Des sénateurs togolais ont entamé, mercredi 20 mai à Kpalimé, un atelier de trois jours d’échanges consacré aux Droits en santé sexuelle et reproductive (DSSR), avec pour objectif de réfléchir à l’amélioration du cadre légal afin de faciliter l’accès des femmes et des filles aux services de santé reproductive.
La rencontre, organisée par la Direction de la santé de la mère et de l’enfant (DSME, réunit parlementaires, juristes, professionnels de santé et partenaires techniques autour des enjeux liés à la santé reproductive au Togo.
Les participants échangent sur les défis liés à l’accès aux soins de santé sexuelle et reproductive, les engagements internationaux du Togo ainsi que les insuffisances du dispositif juridique actuel, notamment l’absence de textes d’application de la loi sur la santé de la reproduction promulguée en 2007.
Au cœur des discussions figurent également les questions liées à la mortalité maternelle, aux grossesses non désirées, aux violences sexuelles et aux complications provoquées par les avortements pratiqués dans des conditions non sécurisées.
Selon les données évoquées au cours des travaux, le Togo enregistre encore environ 366 décès maternels pour 100 000 naissances vivantes, alors que les Objectifs de développement durable visent moins de 70 décès d’ici 2030.
Pour les organisateurs, une meilleure application des textes existants et l’actualisation du cadre légal pourraient contribuer à réduire les décès évitables et à améliorer l’accès des femmes aux services de santé reproductive.
« La loi sur la santé de la reproduction a été adoptée en 2007, mais elle n’a pas été pourvue de textes d’application. Ce qui fait qu’aujourd’hui, les femmes et les filles sont confrontées à différentes interprétations tout au long du parcours de soins », a expliqué la directrice exécutive de l’ATBEF, Noelie Koevi-Koudam.
Elle estime que cette situation constitue un frein à l’accès aux services, notamment dans les cas de viol ou d’inceste.
« Nous estimons que cette loi nécessite une révision en bonne et due forme pour faciliter l’accès des femmes aux services de santé reproductive et éviter les décès liés aux avortements clandestins », a-t-elle ajouté.
Selon, Aboudou Soro, conseiller régional en politique et plaidoyer de Ipas Afrique francophone, la question de la santé reproductive reste étroitement liée à la lutte contre la mortalité maternelle. Il a rappelé que les avortements non sécurisés continuent de contribuer aux décès maternels dans plusieurs pays de la sous-région.

Les travaux doivent également permettre aux sénateurs de renforcer leur compréhension des enjeux liés aux droits en santé sexuelle et reproductive afin de mieux accompagner les réformes législatives à venir.

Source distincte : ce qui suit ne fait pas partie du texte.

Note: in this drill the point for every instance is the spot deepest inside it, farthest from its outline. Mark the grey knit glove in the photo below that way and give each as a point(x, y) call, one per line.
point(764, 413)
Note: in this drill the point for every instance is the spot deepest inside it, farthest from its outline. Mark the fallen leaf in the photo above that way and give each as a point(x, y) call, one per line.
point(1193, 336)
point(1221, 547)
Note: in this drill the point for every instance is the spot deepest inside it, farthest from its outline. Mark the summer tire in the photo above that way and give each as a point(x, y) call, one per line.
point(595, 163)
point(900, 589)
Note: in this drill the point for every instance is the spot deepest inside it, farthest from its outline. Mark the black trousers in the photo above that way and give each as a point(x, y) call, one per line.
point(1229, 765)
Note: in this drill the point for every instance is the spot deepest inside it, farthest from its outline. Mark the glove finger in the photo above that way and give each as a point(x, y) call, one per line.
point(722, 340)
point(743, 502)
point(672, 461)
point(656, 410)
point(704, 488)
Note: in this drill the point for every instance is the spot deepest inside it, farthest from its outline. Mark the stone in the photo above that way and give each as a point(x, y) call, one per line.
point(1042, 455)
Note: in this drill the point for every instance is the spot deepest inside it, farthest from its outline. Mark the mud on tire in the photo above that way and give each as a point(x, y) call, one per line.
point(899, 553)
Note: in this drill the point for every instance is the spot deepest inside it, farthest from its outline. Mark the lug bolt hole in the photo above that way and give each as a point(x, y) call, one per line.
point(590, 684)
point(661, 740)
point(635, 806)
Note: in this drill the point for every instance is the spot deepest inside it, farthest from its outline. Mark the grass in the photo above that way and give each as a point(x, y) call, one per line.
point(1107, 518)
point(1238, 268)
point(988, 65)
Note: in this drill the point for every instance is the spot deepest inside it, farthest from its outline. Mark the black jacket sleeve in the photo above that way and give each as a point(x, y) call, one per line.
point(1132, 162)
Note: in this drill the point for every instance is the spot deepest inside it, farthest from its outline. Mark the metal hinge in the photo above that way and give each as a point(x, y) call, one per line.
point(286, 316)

« Pour le bien-être des femmes et des filles »
Pour la sénatrice Déla Apetsianyi Agbobli, cette rencontre constitue une opportunité de mieux maîtriser les réalités liées à la santé reproductive et aux droits des femmes.
« La santé de la reproduction couvre tout le cycle de vie, de la grossesse à la planification familiale, en passant par la santé des adolescents et des jeunes. Nous sommes ici pour comprendre ces enjeux et voir comment contribuer à la mise à jour de la loi existante pour le bien-être des femmes et des filles au Togo », a-t-elle indiqué.
Représentant le ministère de la Santé, la cheffe de division Santé maternelle, infantile et planification familiale à la DSME, Makilioubè Tchandana, a rappelé les principales réformes engagées par le gouvernement togolais pour améliorer la santé de la mère et de l’enfant, notamment la subvention de la césarienne, la campagne d’accélération de la réduction de la mortalité maternelle ainsi que la mise en place de l’assurance maladie universelle.
Elle a souligné que les défis importants demeurent, notamment sur les plans réglementaire, logistique et infrastructurel, l’insuffisance de textes d’application clairs limitant encore l’accès effectif aux services de santé reproductive, d’où son appel aux sénateurs à s’impliquer davantage dans l’amélioration du cadre légal afin de garantir des réponses plus adaptées aux besoins des populations, en particulier des femmes et des jeunes.
Les initiateurs de l’atelier espèrent qu’au terme des échanges, des recommandations concrètes pourront être formulées en faveur d’un cadre légal plus adapté aux réalités sanitaires et sociales actuelles du pays.
L’atelier est organisé avec l’appui de l’ATBEF, de Ipas Afrique francophone et de la Société des gynécologues et obstétriciens du Togo (SGOT).